In Greek, the word “heresy” has several meanings and interpretations depending on its etymology. One of them is: a set of ideas or opinions that deviate from those that are considered right or established in one field. With this reasoning, there is a philosophical heresy, an ideological heresy, a political heresy, a religious heresy, and an artistic heresy. I think Woody Allen, with all that he has achieved so far, is a big “heretic” of cinema, since whatever he has “borrowed” from cinema he has managed to transform it into something entirely new by preserving the existing external forms while still having decidedly given a unique satire complexion. Yes, Woody Allen's satire deviates from all the other established ones and so it is subversive. And not only that but his subversive style, in general, is what really defines everything he comes up with. Some say he repeats himself because you often distinct in his works, both in him and in other actors who embody their roles, something neurotic, insecure, and phobic. But personally I think this is a personal choice of what he wants to get out there and how he wants to get it out.

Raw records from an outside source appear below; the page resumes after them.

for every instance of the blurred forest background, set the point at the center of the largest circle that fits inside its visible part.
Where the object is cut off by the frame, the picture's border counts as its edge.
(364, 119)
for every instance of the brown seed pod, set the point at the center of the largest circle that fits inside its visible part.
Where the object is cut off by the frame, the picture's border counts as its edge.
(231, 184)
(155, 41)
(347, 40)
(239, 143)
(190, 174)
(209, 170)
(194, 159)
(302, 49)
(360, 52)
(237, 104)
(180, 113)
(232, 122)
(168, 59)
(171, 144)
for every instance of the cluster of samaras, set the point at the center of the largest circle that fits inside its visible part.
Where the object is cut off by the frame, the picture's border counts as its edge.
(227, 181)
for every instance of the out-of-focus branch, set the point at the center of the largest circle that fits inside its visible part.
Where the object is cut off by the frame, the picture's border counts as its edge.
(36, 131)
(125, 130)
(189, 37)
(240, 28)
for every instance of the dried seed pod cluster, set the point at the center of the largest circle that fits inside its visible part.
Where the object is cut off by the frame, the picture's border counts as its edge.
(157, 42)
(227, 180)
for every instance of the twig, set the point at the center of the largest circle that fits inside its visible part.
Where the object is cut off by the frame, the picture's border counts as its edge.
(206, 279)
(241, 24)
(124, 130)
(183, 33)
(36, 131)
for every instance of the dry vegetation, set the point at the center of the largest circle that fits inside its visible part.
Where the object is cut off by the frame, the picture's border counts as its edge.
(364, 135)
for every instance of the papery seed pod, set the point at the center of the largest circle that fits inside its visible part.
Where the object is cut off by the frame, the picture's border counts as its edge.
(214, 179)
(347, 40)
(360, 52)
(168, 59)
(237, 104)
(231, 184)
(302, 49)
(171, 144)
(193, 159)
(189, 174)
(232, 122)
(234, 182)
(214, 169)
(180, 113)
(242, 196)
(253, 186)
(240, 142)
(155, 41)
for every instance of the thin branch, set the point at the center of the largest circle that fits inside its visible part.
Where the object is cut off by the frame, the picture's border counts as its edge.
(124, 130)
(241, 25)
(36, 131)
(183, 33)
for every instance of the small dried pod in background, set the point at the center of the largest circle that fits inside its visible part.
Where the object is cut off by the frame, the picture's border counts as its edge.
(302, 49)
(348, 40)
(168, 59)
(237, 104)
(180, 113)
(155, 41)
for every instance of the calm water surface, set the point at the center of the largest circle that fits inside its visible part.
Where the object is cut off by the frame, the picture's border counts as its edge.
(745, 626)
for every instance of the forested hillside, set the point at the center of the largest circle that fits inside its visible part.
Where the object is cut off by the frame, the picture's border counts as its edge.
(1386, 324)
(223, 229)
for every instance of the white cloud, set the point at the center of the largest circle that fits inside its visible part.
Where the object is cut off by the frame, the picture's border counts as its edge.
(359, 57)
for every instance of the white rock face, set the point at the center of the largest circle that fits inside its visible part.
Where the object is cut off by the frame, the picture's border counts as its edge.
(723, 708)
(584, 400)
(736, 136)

That's all. And I think he does it perfectly and better than anyone else who deals with the very difficult subject of comedy. Others still argue that Woody Allen is not a good actor. To be honest I myself could not imagine him performing Richard III but on the other hand, I am not sure if the actor who could interpret Richard III could interpret so well this character that Woody Allen portrays in most of his works. Pay attention. Woody Allen has remained for decades now the one and only because he is who he is. And though he got ideas from other comedians, he never imitated other comedians (the opposite seems to have happened) and he was, from the beginning, and speaking for the kind of comedy he represents, the “Columbus” of the philosophical and high intelligence satire, at least in the way he decided to do it.